While the Keytruda-ecapadostat combination failed to improve the outcomes of metastatic melanoma patients, the immune checkpoint inhibitor alone showed promising clinical benefit among those with advanced hepatocellular carcinoma — the most common form of liver cancer. The ongoing KEYNOTE-224 Phase 2 trial (NCT02702414) tested Keytruda as a second-line treatment and showed that 16.3% of patients responded to treatment, and 61.5% had their disease stabilized. But only 1% of patients had their cancer eradicated.

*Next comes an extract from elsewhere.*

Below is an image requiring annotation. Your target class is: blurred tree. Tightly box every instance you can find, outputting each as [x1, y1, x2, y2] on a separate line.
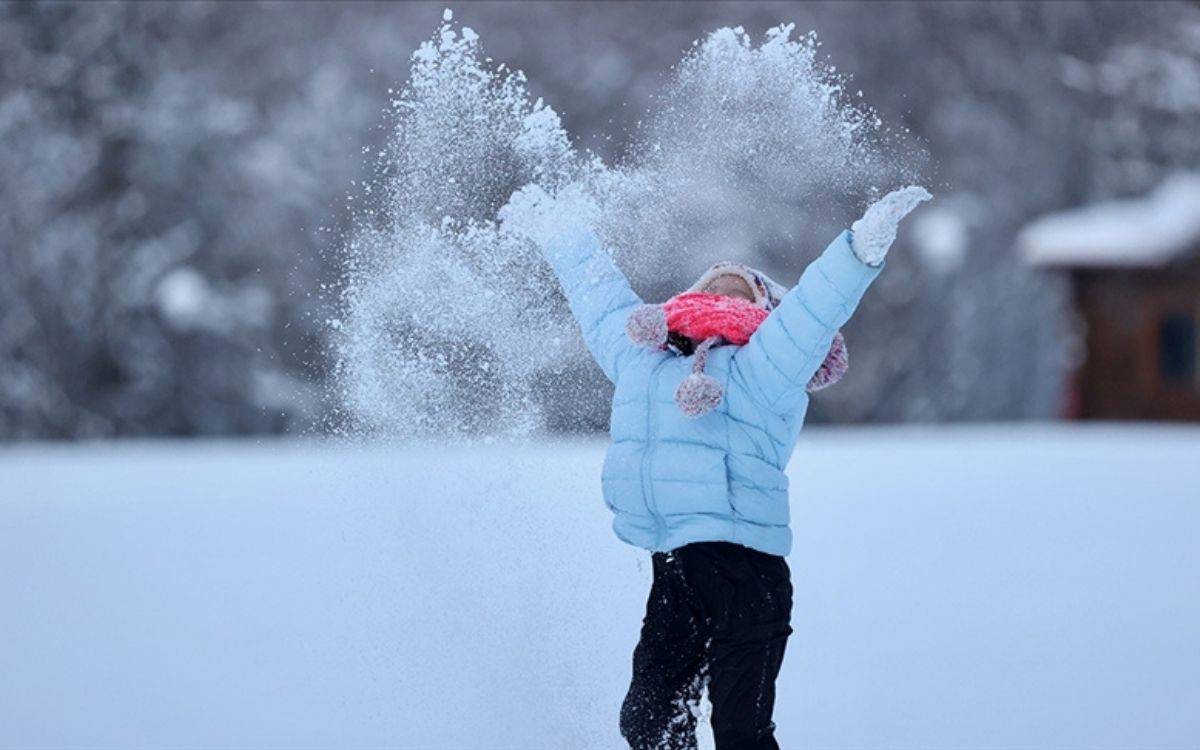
[0, 2, 1200, 439]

Earlier last year, a new dosing scheduled of the immune checkpoint inhibitor Opdivo(nivolumab) was approved in the U.S. for several cancers, allowing it to be offered every four weeks. Opdivo was already approved as a 240 mg dose given every two weeks, but a 480 mg dose, given in a four-week schedule, was found comparable in terms of safety and efficacy. The approval also allows both regimens to be given in 30-minute infusions, cutting previous infusion time by half.
In addition to suppressing local immune responses by producing the PD-L1 immune checkpoint protein, cancer cells can also dampen systemic anti-tumor immunity through the release into the bloodstream of small vesicles armed with this molecule. While PD-1 inhibition with Keytruda reversed this effect in most patients, those with high blood levels of such vesicles had worse responses, possibly because of overly exhausted T-cells. The findings suggest that vesicle-associated PD-L1 in the blood could be used as a biomarker to identify patients most likely to respond to anti-PD-1/PD-L1 therapies.
2018 marked the first approval of an immunotherapy for metastatic small cell lung cancer (SCLC) patients who failed platinum-based chemotherapy and at least one other line of treatment. Bristol-Myers Squibb’s Opdivo became the first new medication for these patients in nearly 20 years after 12% of patients in a Phase 1/2 clinical trial responded to the treatment, regardless of their PD-L1 levels — a biomarker of response to Opdivo. Responses in CheckMate-032 (NCT01928394) lasted a median of 17.9 months, with some reaching up to 42 months. The accelerated approval is now contingent upon verification of clinical benefit in additional trials.
In a year where immunotherapy revealed such promise in lung cancer patients, our most-read story reported that Keytruda beats chemotherapy when given as a first-line treatment to NSCLC patients whose tumors are positive for the PD-L1 factor. The KEYNOTE-042 Phase 3 trial (NCT02220894) included patients with locally advanced or metastatic NSCLC and found that Keytruda significantly extended their lives compared to standard platinum-based chemotherapy. The treatment is being reviewed by the U.S. Food and Drug Administration and a decision is expected this month.
Immuno-Oncology News hopes that this news, along with our continuing reporting throughout 2019, will help educate, inform, and improve the lives of patients living with MS and their loved ones.
We wish all our readers a happy and inspiring 2019.